Abstract

The diffusion of corporate governance standards globally has received special attention from researchers in an increasingly globalized economy. This topic is particularly significant in emerging economies as they encounter both economic pressures to adopt international governance standards and pressures to conform to local institutional resistance to change in governance. Drawing on multi-theoretical perspectives including agency theory, resource dependence theory and institutional theory, this study examines the role of CEO and board characteristics, ownership structure, prior firm performance, and firm’s selection of accounting standards and auditing firms in determining Chinese publicly listed firms’ responses to pressures to adopt international governance standards.

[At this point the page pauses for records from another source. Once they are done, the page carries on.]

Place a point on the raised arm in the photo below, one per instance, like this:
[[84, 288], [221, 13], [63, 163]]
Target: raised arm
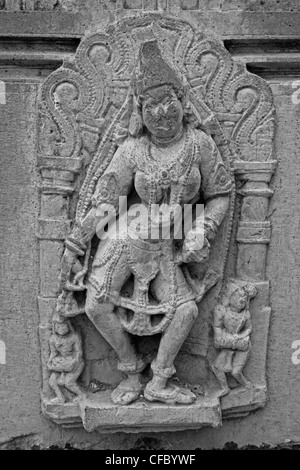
[[216, 187], [115, 182]]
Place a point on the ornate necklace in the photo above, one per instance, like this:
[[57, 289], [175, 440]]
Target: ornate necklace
[[165, 174]]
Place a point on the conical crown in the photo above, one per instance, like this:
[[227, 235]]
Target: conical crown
[[154, 71]]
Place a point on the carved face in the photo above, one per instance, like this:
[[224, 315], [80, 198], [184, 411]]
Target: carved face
[[61, 329], [162, 112], [239, 299]]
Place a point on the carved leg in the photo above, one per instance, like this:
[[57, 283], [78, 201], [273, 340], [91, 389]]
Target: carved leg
[[239, 363], [53, 382], [163, 367], [109, 326], [222, 379]]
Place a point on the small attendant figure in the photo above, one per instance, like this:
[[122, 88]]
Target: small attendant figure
[[232, 330], [66, 359]]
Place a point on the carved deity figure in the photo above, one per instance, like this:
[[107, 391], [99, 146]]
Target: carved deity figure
[[165, 160], [66, 360], [232, 330]]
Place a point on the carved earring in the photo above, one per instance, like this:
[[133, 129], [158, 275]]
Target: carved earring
[[136, 121]]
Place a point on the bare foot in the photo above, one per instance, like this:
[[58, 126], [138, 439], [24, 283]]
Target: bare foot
[[170, 395], [128, 391], [58, 401]]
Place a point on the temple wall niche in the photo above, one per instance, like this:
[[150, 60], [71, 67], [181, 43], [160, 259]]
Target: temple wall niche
[[32, 46]]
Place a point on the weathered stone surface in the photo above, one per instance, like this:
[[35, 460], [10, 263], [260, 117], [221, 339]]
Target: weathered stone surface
[[21, 376]]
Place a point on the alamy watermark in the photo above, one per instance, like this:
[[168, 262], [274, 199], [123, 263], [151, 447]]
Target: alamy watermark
[[2, 92], [296, 353], [296, 93], [2, 353], [156, 222]]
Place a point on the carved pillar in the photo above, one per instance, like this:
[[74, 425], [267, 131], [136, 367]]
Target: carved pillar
[[56, 188], [253, 237], [254, 230]]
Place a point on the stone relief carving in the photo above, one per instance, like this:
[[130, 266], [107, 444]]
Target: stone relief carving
[[232, 330], [159, 113], [65, 361]]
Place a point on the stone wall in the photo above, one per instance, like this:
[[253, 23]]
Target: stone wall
[[263, 34]]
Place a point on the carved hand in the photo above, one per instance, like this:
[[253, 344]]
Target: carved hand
[[196, 247]]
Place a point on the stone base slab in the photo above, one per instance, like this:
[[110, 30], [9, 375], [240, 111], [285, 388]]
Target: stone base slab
[[97, 413]]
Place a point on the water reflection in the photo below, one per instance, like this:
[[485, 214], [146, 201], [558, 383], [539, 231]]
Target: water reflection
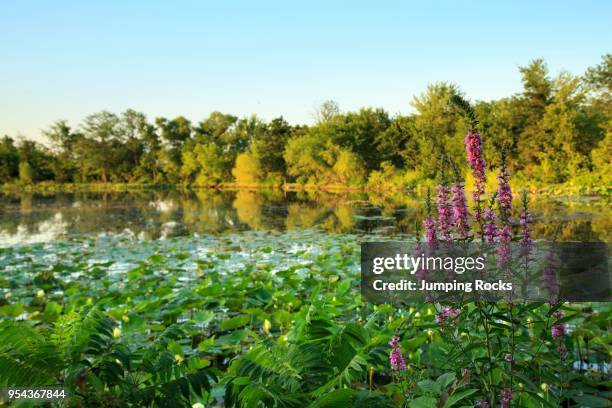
[[30, 218]]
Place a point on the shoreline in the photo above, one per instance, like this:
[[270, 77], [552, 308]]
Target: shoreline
[[554, 190]]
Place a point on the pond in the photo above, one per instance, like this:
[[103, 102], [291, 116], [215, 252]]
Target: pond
[[32, 218]]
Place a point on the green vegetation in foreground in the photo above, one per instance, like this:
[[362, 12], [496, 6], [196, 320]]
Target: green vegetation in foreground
[[556, 135], [273, 319]]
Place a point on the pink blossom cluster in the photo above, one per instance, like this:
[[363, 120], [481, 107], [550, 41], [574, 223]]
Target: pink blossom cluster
[[473, 147], [444, 212], [505, 397], [504, 193], [430, 230], [447, 314], [396, 359], [460, 212], [490, 231], [524, 221], [558, 332]]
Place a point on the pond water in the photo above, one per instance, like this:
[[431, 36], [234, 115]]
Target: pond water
[[30, 218]]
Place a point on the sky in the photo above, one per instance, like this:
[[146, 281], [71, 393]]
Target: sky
[[68, 59]]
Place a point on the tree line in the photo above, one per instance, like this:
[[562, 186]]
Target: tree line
[[557, 129]]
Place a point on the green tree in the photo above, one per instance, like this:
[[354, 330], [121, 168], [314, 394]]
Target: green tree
[[174, 133], [269, 148], [9, 160]]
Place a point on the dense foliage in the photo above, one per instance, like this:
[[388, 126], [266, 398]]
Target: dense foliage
[[270, 317], [557, 130]]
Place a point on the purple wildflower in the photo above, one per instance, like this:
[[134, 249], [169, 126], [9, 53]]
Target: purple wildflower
[[460, 212], [524, 221], [505, 397], [396, 359], [430, 230], [444, 212], [446, 314], [466, 373], [490, 228], [473, 147], [504, 193], [558, 330]]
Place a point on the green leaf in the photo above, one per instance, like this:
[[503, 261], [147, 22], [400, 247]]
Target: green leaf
[[423, 402], [458, 396]]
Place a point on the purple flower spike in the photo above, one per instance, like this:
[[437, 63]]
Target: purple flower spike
[[504, 193], [396, 359], [505, 397], [430, 230], [473, 147], [460, 212], [490, 228], [444, 212]]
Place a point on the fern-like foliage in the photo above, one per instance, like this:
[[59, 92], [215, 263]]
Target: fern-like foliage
[[328, 359], [79, 352]]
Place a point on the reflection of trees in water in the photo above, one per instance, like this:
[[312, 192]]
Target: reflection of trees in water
[[248, 206], [167, 213], [209, 211]]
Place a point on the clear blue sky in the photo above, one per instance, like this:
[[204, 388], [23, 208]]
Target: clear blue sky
[[62, 59]]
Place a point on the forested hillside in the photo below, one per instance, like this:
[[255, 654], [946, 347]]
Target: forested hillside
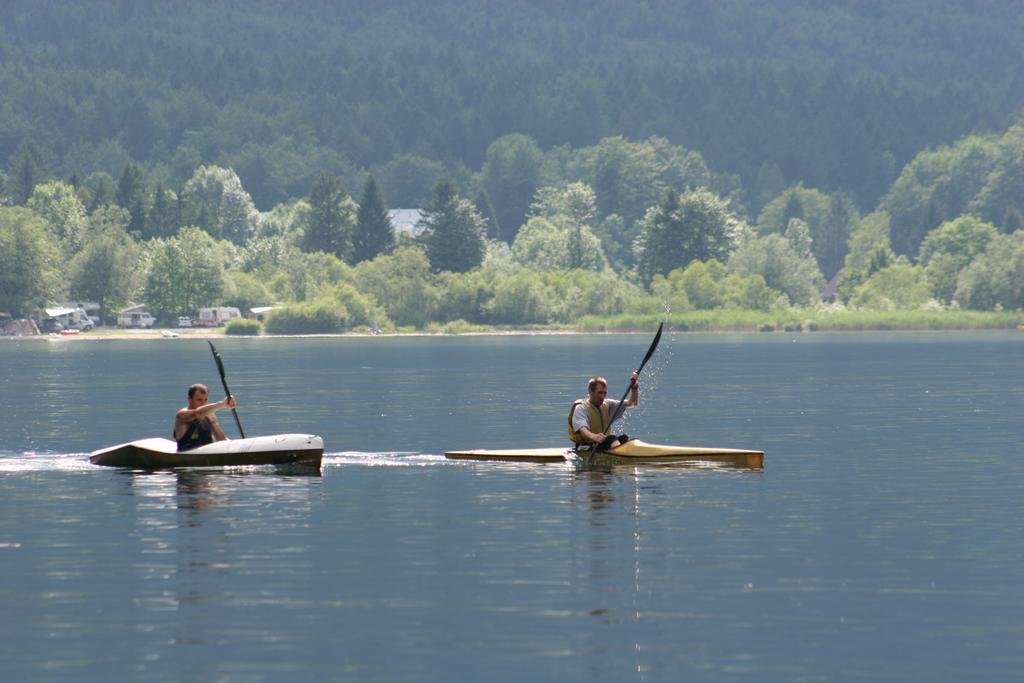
[[837, 95], [680, 155]]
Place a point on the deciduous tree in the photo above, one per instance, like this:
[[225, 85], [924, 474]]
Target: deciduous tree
[[374, 232], [454, 231]]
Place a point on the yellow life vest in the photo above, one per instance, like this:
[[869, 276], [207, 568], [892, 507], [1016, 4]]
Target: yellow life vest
[[596, 417]]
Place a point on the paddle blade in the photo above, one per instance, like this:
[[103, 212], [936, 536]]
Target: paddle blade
[[653, 346], [216, 357], [646, 357]]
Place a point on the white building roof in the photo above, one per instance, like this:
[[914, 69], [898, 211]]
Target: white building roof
[[407, 220]]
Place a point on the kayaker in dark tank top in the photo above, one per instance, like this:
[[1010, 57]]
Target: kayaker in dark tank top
[[197, 425]]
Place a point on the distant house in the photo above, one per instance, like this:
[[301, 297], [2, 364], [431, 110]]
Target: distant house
[[259, 312], [830, 292], [407, 220], [135, 316], [62, 317]]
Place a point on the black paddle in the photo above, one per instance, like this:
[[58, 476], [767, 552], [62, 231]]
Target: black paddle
[[223, 380], [650, 352]]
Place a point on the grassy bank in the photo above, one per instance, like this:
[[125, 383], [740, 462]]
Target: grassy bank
[[809, 321]]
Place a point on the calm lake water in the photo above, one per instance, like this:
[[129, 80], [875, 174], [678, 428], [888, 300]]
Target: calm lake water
[[882, 542]]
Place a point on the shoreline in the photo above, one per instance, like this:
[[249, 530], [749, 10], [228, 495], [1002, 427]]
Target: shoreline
[[205, 335]]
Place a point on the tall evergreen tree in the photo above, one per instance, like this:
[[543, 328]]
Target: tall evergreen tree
[[102, 194], [454, 231], [26, 173], [331, 218], [162, 220], [486, 209], [696, 226], [794, 209], [374, 232], [131, 196]]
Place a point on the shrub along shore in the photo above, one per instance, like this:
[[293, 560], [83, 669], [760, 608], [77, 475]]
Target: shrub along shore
[[701, 321]]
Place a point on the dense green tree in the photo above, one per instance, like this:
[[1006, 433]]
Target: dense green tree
[[185, 273], [511, 175], [214, 200], [101, 190], [830, 220], [869, 251], [26, 172], [938, 185], [696, 226], [332, 218], [28, 261], [995, 278], [409, 180], [374, 233], [401, 282], [485, 208], [709, 285], [784, 262], [163, 219], [132, 196], [107, 267], [950, 248], [454, 231], [557, 244], [58, 204], [900, 286], [628, 177], [572, 211]]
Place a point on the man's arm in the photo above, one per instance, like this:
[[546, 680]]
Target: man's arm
[[580, 421], [218, 433], [185, 416], [634, 390]]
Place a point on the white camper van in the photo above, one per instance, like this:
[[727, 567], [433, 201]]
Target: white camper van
[[215, 316]]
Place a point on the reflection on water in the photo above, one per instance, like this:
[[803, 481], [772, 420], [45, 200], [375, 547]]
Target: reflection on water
[[882, 542]]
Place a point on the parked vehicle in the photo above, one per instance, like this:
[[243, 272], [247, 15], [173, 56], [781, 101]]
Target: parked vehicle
[[133, 317], [214, 316]]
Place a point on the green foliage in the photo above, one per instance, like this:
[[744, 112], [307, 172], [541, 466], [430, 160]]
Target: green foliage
[[304, 317], [304, 275], [895, 287], [708, 285], [244, 291], [401, 282], [949, 248], [995, 279], [28, 261], [784, 263], [696, 226], [374, 233], [58, 204], [630, 177], [26, 172], [830, 220], [110, 265], [185, 273], [557, 244], [980, 174], [869, 252], [245, 327], [521, 299], [409, 180], [455, 232], [214, 200], [131, 195], [511, 174], [332, 218]]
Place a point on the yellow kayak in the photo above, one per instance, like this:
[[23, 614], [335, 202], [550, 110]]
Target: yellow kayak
[[633, 452]]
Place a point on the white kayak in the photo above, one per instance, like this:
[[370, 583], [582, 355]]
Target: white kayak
[[633, 452], [157, 454]]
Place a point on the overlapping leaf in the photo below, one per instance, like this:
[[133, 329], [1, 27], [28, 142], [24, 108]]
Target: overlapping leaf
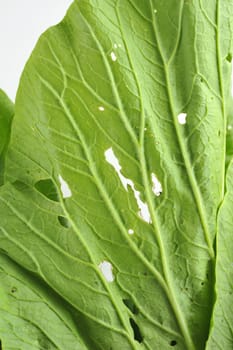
[[102, 173], [6, 114]]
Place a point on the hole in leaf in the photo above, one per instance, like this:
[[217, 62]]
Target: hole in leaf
[[131, 306], [229, 57], [106, 269], [48, 189], [137, 334], [173, 343], [13, 290], [64, 221]]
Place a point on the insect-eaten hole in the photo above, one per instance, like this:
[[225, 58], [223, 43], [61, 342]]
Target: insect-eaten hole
[[131, 306], [173, 343], [136, 331], [63, 221], [229, 57], [48, 189]]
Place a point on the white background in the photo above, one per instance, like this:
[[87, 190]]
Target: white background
[[21, 24]]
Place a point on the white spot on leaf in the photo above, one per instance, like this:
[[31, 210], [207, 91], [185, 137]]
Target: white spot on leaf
[[182, 118], [157, 187], [144, 212], [113, 56], [66, 192], [106, 269]]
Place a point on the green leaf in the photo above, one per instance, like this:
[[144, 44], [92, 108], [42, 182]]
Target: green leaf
[[222, 325], [31, 316], [116, 168], [6, 115]]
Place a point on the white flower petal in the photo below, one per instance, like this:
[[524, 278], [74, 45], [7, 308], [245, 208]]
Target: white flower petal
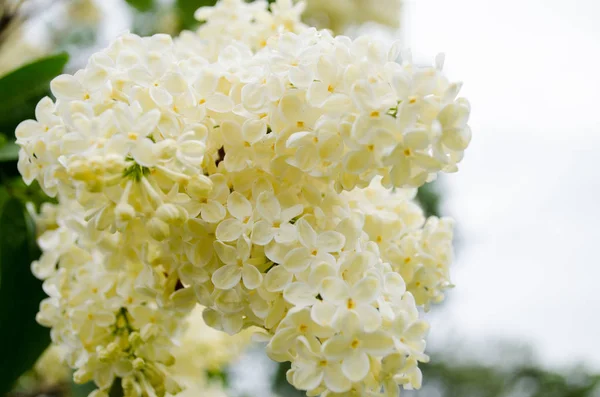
[[356, 367], [227, 277]]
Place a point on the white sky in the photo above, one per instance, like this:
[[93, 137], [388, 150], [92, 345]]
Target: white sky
[[526, 195]]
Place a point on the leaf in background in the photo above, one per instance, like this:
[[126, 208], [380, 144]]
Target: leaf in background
[[141, 5], [186, 9], [22, 88], [23, 340]]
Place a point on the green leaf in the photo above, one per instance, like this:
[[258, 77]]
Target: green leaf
[[141, 5], [22, 88], [23, 340], [186, 9], [9, 152]]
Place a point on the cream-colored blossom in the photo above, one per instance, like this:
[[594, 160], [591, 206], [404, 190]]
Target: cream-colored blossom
[[260, 168]]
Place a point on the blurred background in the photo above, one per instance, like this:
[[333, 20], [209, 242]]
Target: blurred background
[[524, 318]]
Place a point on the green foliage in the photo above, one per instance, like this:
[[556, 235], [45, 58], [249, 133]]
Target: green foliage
[[451, 379], [141, 5], [20, 293], [186, 9], [9, 151], [22, 88]]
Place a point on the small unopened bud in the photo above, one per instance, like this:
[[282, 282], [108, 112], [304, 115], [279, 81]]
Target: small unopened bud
[[199, 186], [138, 364], [135, 339], [158, 229], [124, 212], [168, 213], [82, 376]]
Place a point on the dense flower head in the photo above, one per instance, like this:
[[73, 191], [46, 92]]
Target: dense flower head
[[260, 168]]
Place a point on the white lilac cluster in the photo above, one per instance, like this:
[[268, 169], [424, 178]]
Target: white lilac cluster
[[271, 184]]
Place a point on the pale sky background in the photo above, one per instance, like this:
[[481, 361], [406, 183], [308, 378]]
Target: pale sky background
[[526, 195]]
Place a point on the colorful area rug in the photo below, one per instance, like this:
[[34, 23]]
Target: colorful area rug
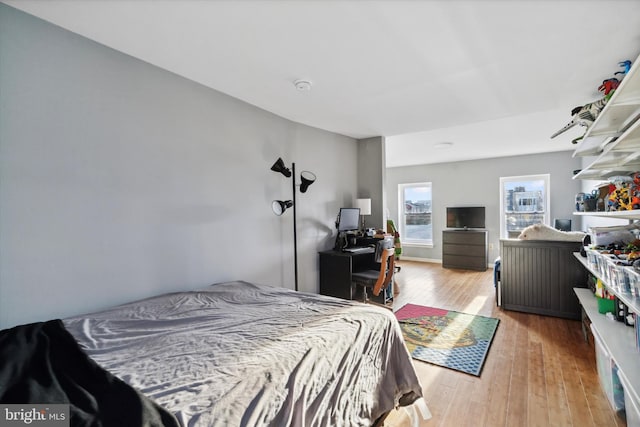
[[447, 338]]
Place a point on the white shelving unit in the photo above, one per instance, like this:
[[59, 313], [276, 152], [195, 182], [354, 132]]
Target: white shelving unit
[[630, 215], [614, 140], [632, 302], [618, 339], [615, 134]]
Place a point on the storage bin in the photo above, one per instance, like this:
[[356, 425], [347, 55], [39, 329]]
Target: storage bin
[[634, 281], [606, 305], [608, 374], [631, 402]]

This study finds that (1) Chinese publicly listed firms with better prior performance measured by ROA are more likely to be early adopters of international governance model; (2) in general, the antecedents of CEO and board characteristics are not significant predictors of firms’ adoption of international governance standards; (3) direct (ownership) and indirect links to Chinese government play significant roles in shaping firms’ governance standards and practice; and (4) firms’ ownership structure particularly proportion of tradable shares and presence of foreign ownership are significant predictors of firms’ corporate governance orientation, while ownership concentration is not. This research enriches the bodies of international corporate governance literature and contributes to institutional change literature by empirically testing how firms facing similar political pressure, functional pressure, and social pressure (Oliver, 1992) produce heterogeneous strategic responses in an emerging context. It also contributes practically to the development of government business policy and effective management of firm strategies in China.